UK Government annouces £150 million investment into new Wireless Infrastructure Strategy

5G network
The UK government plans to roll out 5G to all populated areas of the UK by 2030.

On the 11th of April, UK Technology Secretary Michelle Donelan announced the government’s investment plan intended to boost UK-wide digital connectivity. The investment plan is part of the government’s Wireless Infrastructure Strategy, which aims to deliver “the benefits of improved connectivity” to all across the UK according to Donelan.

The strategy is part of the government’s approach to generating growth in the UK economy, a key objective of the PM, Rishi Sunak. In March, Chancellor Jeremy Hunt presented the government’s Spring Budget, with official forecasts predicting the UK would avoid recession this year. The announcement of the investment plan also comes after a recent report by Tech Nation estimated the potential value of the UK Tech ecosystem to be $4 trillion by 2032 with the right approach and conditions.

Donelan claims that the government’s new telecoms investment package will help catalyse the UK’s progression to the status of a “science and tech superpower”. The total investment package is worth £150 million and is intended to place the UK at the cutting edge of future telecom technologies.

The government is aiming to achieve widespread 5G adoption across the UK as part of its plans to improve the nation’s wireless infrastructure. Specifically, they intend standalone 5G (5G plus) to be available to all populated areas across the country by 2030. Currently, standalone 5G is available to 77 per cent of the population by one provider.

As well as pledging a “£40 million 5G innovation fund” that encourages adoption and investment in 5G amongst the private and public sector, up to £100 million is set to go to early-stage 6G research. This is part of “a new long-term national mission” to put the UK at the “forefront” of 6G development and adoption. Whilst it is yet to be used, 6G represents the next level of potential digital connectivity.

The government also aims to deliver high-speed broadband for up to 35,000 remote properties across the UK, committing £8 million to do the job.


How are businesses responding?

Hamish MacLeod, Chief Executive of Mobile UK, has welcomed the government’s Wireless Infrastructure Strategy, explaining how a framework that incentivises investment is key.

Julian David, CEO of techUK, has also welcomed the strategy, referring to the importance of wireless infrastructure “for productivity, growth, prosperity and net zero goals.” He explains how techUK is keen to work alongside the government to increase “the adoption and take up of telecoms services.”

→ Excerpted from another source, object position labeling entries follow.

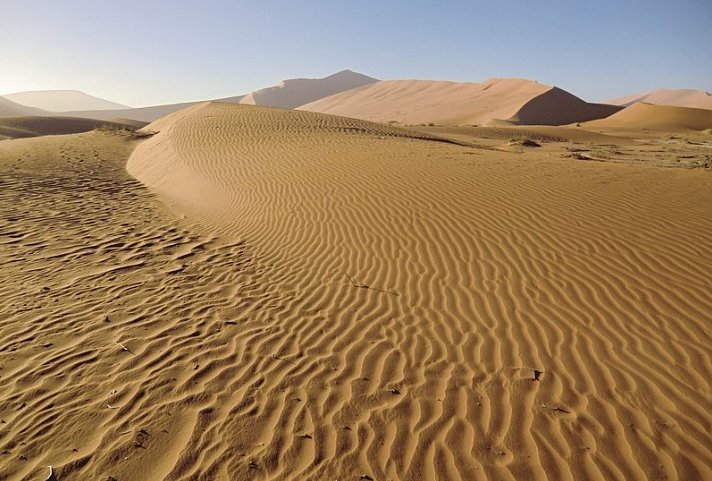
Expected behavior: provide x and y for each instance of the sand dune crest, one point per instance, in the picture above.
(423, 101)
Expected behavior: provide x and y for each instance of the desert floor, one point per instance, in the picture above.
(278, 295)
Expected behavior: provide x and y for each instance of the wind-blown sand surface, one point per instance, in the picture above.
(698, 99)
(656, 117)
(426, 101)
(22, 127)
(348, 300)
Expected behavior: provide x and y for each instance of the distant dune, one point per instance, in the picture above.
(423, 101)
(288, 94)
(349, 300)
(9, 108)
(295, 92)
(34, 126)
(656, 117)
(63, 100)
(698, 99)
(142, 114)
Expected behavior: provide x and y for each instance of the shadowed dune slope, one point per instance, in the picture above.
(295, 92)
(698, 99)
(415, 287)
(21, 127)
(424, 101)
(656, 117)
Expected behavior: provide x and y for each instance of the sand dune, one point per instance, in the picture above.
(698, 99)
(348, 300)
(141, 114)
(22, 127)
(292, 93)
(63, 100)
(11, 109)
(287, 94)
(656, 117)
(423, 101)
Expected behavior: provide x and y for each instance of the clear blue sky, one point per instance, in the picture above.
(150, 52)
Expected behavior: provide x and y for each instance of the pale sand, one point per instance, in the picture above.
(12, 109)
(348, 299)
(655, 117)
(426, 101)
(698, 99)
(295, 92)
(34, 126)
(62, 100)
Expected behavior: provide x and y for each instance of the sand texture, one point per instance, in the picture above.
(22, 127)
(656, 117)
(424, 101)
(698, 99)
(286, 295)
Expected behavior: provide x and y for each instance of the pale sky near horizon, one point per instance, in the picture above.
(154, 52)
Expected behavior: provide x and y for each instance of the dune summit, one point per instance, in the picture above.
(663, 118)
(424, 101)
(432, 310)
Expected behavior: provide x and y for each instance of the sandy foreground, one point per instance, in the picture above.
(278, 295)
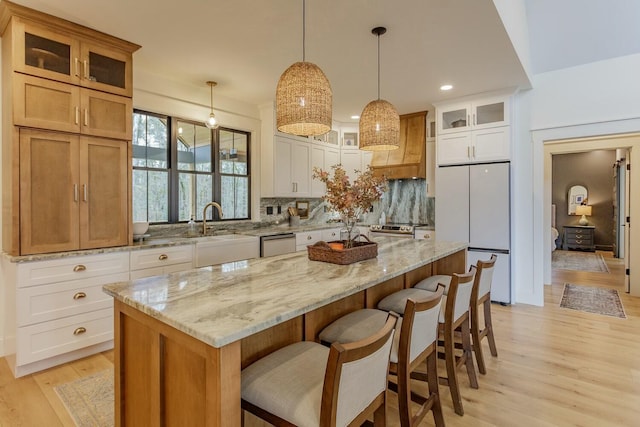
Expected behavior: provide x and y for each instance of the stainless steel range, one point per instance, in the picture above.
(392, 230)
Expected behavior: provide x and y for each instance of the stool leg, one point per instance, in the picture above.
(452, 376)
(432, 378)
(489, 326)
(477, 346)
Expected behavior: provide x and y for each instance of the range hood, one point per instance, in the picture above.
(409, 160)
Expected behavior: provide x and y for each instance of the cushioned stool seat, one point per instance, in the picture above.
(431, 283)
(267, 382)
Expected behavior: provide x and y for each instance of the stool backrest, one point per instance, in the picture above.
(419, 326)
(459, 295)
(356, 377)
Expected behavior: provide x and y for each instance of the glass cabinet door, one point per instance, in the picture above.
(46, 54)
(454, 119)
(106, 69)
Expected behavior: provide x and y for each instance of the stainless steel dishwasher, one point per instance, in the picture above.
(277, 244)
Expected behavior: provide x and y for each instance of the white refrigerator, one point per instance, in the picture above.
(473, 205)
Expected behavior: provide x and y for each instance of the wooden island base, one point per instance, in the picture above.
(166, 377)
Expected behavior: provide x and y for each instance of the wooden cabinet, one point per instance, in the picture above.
(66, 186)
(409, 160)
(46, 104)
(60, 312)
(80, 203)
(474, 131)
(579, 237)
(61, 51)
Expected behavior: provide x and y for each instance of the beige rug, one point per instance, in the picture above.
(592, 300)
(580, 261)
(89, 400)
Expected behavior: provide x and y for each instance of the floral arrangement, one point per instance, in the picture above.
(350, 199)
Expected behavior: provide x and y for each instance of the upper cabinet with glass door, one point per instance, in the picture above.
(76, 55)
(488, 113)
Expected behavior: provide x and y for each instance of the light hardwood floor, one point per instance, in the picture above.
(555, 367)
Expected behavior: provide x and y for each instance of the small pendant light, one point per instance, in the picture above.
(303, 97)
(379, 121)
(212, 122)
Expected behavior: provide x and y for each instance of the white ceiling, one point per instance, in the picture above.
(246, 44)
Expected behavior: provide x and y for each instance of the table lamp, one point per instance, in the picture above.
(585, 211)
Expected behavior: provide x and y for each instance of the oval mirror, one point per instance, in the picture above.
(577, 196)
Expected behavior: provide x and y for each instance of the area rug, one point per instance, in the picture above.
(89, 400)
(592, 300)
(581, 261)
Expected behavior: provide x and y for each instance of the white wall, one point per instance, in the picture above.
(161, 95)
(592, 100)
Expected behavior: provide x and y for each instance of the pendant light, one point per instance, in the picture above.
(379, 121)
(211, 122)
(303, 97)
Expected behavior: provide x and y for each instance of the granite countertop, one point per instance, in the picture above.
(167, 241)
(222, 304)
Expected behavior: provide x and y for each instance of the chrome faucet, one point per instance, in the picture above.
(204, 215)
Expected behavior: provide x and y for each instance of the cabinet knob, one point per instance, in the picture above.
(79, 295)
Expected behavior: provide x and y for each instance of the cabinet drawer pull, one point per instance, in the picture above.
(79, 295)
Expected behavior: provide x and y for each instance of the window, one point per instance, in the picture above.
(173, 181)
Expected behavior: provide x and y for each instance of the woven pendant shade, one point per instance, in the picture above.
(303, 100)
(379, 126)
(379, 121)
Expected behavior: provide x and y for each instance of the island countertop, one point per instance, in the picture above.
(225, 303)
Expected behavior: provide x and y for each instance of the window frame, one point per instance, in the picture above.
(216, 174)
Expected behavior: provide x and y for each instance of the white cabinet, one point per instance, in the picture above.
(474, 131)
(355, 160)
(478, 114)
(159, 261)
(305, 238)
(291, 167)
(323, 157)
(60, 311)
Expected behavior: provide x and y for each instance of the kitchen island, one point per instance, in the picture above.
(182, 339)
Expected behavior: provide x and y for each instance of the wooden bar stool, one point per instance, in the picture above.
(307, 384)
(415, 343)
(456, 302)
(480, 296)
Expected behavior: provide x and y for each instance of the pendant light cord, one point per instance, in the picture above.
(304, 14)
(378, 67)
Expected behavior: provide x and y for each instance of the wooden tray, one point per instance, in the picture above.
(321, 251)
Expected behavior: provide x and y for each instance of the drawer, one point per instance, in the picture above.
(308, 237)
(72, 268)
(49, 302)
(159, 271)
(159, 257)
(331, 234)
(49, 339)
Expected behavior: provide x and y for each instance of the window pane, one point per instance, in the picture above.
(195, 191)
(235, 197)
(150, 141)
(233, 152)
(205, 194)
(150, 195)
(194, 147)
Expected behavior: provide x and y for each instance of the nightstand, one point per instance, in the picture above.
(579, 237)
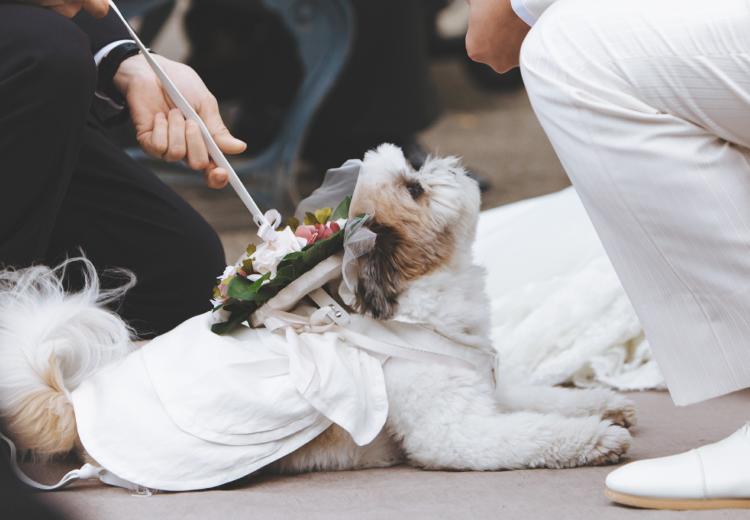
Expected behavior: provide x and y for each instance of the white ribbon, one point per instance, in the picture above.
(85, 472)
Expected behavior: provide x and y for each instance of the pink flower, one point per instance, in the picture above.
(314, 232)
(308, 233)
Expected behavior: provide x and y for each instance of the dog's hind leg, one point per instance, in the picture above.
(450, 420)
(334, 450)
(571, 402)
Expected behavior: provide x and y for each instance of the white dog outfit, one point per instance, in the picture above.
(647, 105)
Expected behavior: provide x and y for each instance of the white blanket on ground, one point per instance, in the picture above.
(559, 312)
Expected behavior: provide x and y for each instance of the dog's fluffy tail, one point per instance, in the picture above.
(50, 341)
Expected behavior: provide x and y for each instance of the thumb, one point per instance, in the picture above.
(228, 143)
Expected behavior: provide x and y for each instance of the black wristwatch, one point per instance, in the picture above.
(108, 68)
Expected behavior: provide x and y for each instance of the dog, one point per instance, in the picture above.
(421, 271)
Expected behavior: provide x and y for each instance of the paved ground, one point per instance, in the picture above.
(403, 492)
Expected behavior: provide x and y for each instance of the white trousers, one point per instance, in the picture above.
(647, 104)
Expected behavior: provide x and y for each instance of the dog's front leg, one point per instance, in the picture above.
(449, 419)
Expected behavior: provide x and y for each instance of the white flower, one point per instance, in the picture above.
(230, 271)
(269, 254)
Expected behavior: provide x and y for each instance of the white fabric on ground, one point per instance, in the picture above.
(647, 105)
(559, 312)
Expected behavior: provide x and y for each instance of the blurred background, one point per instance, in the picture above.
(311, 83)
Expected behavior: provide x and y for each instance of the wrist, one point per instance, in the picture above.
(109, 66)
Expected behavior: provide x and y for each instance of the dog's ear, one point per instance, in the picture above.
(379, 280)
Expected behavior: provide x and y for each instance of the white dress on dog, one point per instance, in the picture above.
(194, 410)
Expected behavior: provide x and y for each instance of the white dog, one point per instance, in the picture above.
(420, 271)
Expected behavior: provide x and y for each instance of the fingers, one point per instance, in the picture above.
(209, 112)
(216, 178)
(197, 153)
(177, 147)
(96, 8)
(154, 140)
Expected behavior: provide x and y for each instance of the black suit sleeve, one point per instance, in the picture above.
(103, 31)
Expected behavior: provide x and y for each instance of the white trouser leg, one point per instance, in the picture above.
(647, 104)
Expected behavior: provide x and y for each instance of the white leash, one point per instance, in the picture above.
(261, 220)
(85, 472)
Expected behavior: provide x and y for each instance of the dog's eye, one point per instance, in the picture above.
(415, 189)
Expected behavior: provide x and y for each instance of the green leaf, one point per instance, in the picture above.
(322, 215)
(246, 297)
(293, 223)
(342, 210)
(247, 265)
(245, 290)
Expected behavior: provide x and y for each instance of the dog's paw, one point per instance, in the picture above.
(611, 444)
(620, 410)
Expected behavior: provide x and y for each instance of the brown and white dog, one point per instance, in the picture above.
(421, 271)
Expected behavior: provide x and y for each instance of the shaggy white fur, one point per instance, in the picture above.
(40, 320)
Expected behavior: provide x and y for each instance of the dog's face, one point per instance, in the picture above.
(423, 219)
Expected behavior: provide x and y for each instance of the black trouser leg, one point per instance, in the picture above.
(122, 216)
(47, 81)
(66, 187)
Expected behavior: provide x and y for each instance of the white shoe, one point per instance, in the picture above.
(715, 476)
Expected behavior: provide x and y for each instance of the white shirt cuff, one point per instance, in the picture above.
(519, 7)
(98, 57)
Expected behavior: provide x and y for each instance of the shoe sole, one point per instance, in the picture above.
(676, 504)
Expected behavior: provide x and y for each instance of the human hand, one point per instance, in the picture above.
(162, 130)
(495, 34)
(70, 8)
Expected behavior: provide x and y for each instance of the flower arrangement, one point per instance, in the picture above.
(266, 268)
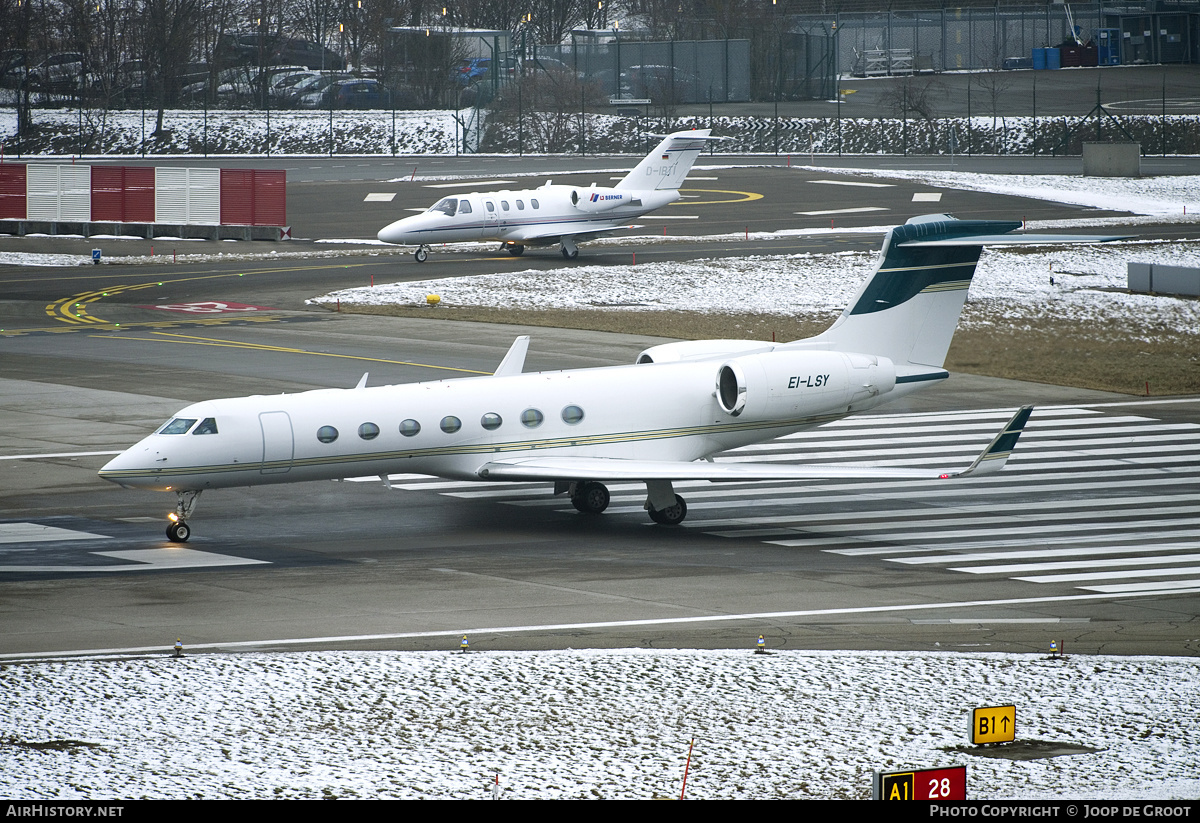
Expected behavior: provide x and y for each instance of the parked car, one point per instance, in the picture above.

Katherine Ainley, CEO of Ericsson UK & Ireland, has said the government’s Wireless Infrastructure Strategy show “recognition of the huge economic opportunities offered by advancing mobile connectivity across the country.”

The government is optimistic about the investment

The government claim that the objectives of economic growth, higher paid jobs, and UK-wide opportunities can only be achieved “with world-class digital infrastructure”, with advanced wireless connectivity a key requirement for a more prosperous economy. In order to achieve these objectives, the Wireless Infrastructure Strategy sets out an agenda of joint action between industry and government. Moreover, the expected “cumulative productivity benefit” of mass 5G adoption is estimated by the government to be £159 billion by 2035.

However, whilst the UK looks ahead to 5G adoption, the government explains the continued but “diminishing” importance of 4G for digital connectivity across the UK. As well as the plan to deliver standalone 5G to all populated areas by 2030, the £40 million committed to driving the take up of 5G services, and the investment pledged for 6G research, the Wireless infrastructure plan also aims to give 4G access to 95 per cent of the UK landmass by 2025. According to the government, progress towards this objective is at 92 per cent.

Moreover, future telecoms are identified by the government as one of five “critical technologies” in its science and technology framework. The others include artificial intelligence, engineering biology, semiconductors, and quantum technologies. In the framework, the government coveys the importance of these technologies for the UK’s future competitiveness in the international system, outlining the intention to create the conditions necessary for their development across the UK, intervening in markets where it deems it necessary to do so.